Insider/Outsider: Novelist Eileen Pollack

Eileen Pollack
© Nina Hauser

EILEEN POLLACK was born and grew up in Liberty, New York, the heart of the Jewish Catskills, where her grandparents owned and operated a small hotel and her father was the town dentist. A graduate of Yale University with a degree in physics, she later earned an MFA from the University of Iowa.

She is the author of a collection of short fiction, The Rabbi in the Attic And Other Stories (Delphinium Books, 1995); a novel, Paradise, New York (Temple University Press, 2000); a work of creative nonfiction, Woman Walking Ahead: In Search of Catherine Weldon and Sitting Bull (University of New Mexico Press, 2002); a collection of stories and novellas, In the Mouth (Four Way Books, 2008), which won the 2008 Edward Lewis Wallant Award and a silver medal in ForeWord Magazine‘s 2008 Book of the Year Awards; a textbook and anthology, Creative Nonfiction: A Guide to Form, Content, and Style, with Readings (Wadsworth/Cengage, 2009); and a second novel, Breaking and Entering (Four Way Books, 2012), which was awarded the 2012 Grub Street National Book Prize and named a New York Times Editor’s Choice selection.

Pollack lives in Ann Arbor and is a member of the faculty of the MFA Program in Creative Writing at the University of Michigan. Her website is

Both of your novels, Paradise, New York (1998) and Breaking and Entering (2012), are very much embedded in a particular place at a specific time, the Catskill Borscht Belt during its last gasp and small-town Michigan in the immediate aftermath of the Oklahoma City bombing. How do you balance the political, cultural and sociological issues invoked by these settings against the novel’s demands for plot and character development?
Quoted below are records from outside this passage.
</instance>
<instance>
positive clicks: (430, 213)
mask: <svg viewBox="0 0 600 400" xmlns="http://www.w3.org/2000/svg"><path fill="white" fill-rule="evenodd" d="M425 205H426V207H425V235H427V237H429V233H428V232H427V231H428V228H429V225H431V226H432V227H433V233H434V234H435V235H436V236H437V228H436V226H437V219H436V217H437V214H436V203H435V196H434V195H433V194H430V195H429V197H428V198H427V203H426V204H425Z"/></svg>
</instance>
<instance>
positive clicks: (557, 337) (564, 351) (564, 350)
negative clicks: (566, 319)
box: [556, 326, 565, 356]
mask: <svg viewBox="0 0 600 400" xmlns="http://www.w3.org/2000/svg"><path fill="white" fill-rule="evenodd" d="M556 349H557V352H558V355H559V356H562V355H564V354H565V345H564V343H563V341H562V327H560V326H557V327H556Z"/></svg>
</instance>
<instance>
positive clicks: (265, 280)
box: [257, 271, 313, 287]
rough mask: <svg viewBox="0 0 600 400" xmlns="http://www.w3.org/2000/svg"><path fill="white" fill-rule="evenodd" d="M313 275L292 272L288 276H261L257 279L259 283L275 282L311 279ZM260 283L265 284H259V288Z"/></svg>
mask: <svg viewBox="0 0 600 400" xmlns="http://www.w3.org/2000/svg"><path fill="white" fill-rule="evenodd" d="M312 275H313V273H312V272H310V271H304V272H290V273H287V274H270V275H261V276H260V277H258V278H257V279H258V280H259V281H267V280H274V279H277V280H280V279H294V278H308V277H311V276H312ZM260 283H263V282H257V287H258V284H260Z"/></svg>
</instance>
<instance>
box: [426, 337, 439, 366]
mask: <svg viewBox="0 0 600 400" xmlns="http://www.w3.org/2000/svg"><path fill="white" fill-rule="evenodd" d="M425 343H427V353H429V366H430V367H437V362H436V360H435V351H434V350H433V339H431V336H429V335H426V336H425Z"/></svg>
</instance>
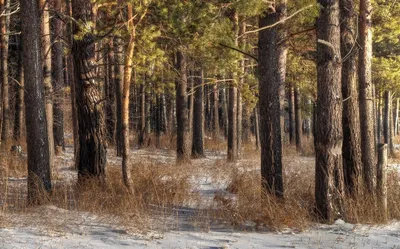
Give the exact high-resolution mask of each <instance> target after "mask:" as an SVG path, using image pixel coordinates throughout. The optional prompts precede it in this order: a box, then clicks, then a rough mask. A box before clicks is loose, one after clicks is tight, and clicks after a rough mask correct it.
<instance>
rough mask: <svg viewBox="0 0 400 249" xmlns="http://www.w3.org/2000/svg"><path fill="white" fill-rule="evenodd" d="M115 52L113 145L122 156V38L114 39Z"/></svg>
mask: <svg viewBox="0 0 400 249" xmlns="http://www.w3.org/2000/svg"><path fill="white" fill-rule="evenodd" d="M114 49H115V50H114V52H115V65H114V72H115V74H114V76H115V78H114V82H115V93H116V97H115V99H116V108H115V109H116V117H117V119H116V120H117V122H116V131H115V145H116V150H117V156H122V115H123V114H122V91H123V79H122V78H123V77H124V75H123V73H124V66H122V65H124V63H125V62H124V59H123V42H122V39H119V38H116V39H115V41H114Z"/></svg>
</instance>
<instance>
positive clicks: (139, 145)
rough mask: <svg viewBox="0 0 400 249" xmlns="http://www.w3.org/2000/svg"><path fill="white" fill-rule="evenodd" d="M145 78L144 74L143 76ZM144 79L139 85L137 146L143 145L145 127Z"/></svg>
mask: <svg viewBox="0 0 400 249" xmlns="http://www.w3.org/2000/svg"><path fill="white" fill-rule="evenodd" d="M144 79H146V76H144ZM145 84H146V82H145V80H144V81H143V82H142V84H141V85H140V126H139V148H141V147H143V146H144V136H145V129H146V90H145Z"/></svg>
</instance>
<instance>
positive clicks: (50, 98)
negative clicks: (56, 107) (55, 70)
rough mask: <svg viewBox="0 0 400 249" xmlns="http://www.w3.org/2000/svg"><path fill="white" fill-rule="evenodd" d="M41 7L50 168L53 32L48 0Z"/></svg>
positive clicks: (53, 141) (50, 149) (46, 105)
mask: <svg viewBox="0 0 400 249" xmlns="http://www.w3.org/2000/svg"><path fill="white" fill-rule="evenodd" d="M39 6H40V8H41V10H42V12H41V13H42V20H41V21H42V33H41V34H42V46H43V49H42V57H43V79H44V82H43V83H44V89H45V93H46V118H47V133H48V136H49V137H48V139H49V146H50V149H49V150H50V167H53V164H54V135H53V122H54V116H53V83H52V79H51V72H52V68H51V54H52V53H51V50H52V49H51V32H50V13H49V3H48V2H47V1H46V0H40V2H39Z"/></svg>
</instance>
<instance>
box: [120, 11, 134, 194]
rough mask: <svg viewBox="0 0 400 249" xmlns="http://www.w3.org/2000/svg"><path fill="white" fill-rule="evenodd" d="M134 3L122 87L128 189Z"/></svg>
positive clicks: (124, 138)
mask: <svg viewBox="0 0 400 249" xmlns="http://www.w3.org/2000/svg"><path fill="white" fill-rule="evenodd" d="M132 16H133V14H132V4H128V20H130V21H128V27H127V28H128V31H129V32H130V39H129V42H128V47H127V49H126V53H125V63H124V78H123V89H122V110H121V112H122V136H121V139H122V142H121V145H122V179H123V180H124V184H125V186H126V187H127V188H128V189H131V187H132V178H131V167H130V164H129V149H130V148H129V90H130V85H131V79H132V65H133V53H134V48H135V35H136V29H135V26H134V24H133V23H132V22H133V21H132Z"/></svg>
For me, setting is never divorced from character or plot. I don’t think of plot and character development as separate from the political, cultural or sociological forces that would be shaping a novel or story. Basically, when I create a character, I’m thinking of the world in which that person is at home, an insider, someone who belongs. What are the rituals that make up that character’s daily life? What does she wear? Eat? Watch on TV? Does he use slang? Profanity? Contractions? Wear a chai around his neck, or a WWJD bracelet around his wrist? Of course, most of us inhabit many worlds — we’re insiders, or insider/outsiders, in many communities and cultures. But for the purposes of a given short story or novel, I’m usually focusing on one particular world for each character. The conflict/plot then comes from something that acts to disrupt the main character’s equilibrium in his or her world.

So in your work?

In Paradise, New York, Lucy is an insider in the world of the Catskills, but that world is literally crumbling around her. How will she react? In Breaking and Entering, a family of outsiders, the Shapiros, move into a community that doesn’t share their religious or political beliefs (and vice versa), and their arrival sets off a chain of mutual paranoia. In such cases, when someone’s world is disrupted, the underlying values hidden by the choices that person makes in an unthinking way on a day to day basis become exposed, called into question. That’s what interests me thematically. I’m also interested in the way people can be insiders in worlds where we wouldn’t ordinarily think they would be found. I’m also interested in the way people can be insiders in worlds where we wouldn’t ordinarily think they would be found. Mr. Jefferson is an insider in the world of Catskill hotels — and Jewish theology — even though he’s an African-American handyman, which in fact was true of many nonJews I knew growing up in the Catskills. And in the conservative Christian world of western Michigan, we have Em, who is a Wiccan, and Matt Banks, who very much thinks for himself and whose good-heartedness transcends such easy classifications. Richard desperately longs to test his survival skills in the woods with the militia guys because he grew up hearing his father’s and uncle’s tales of surviving the Nazis in the woods of Poland. So these matters of politics/history/sociology/religion aren’t at all divorced from character and plot; they’re intimately intertwined.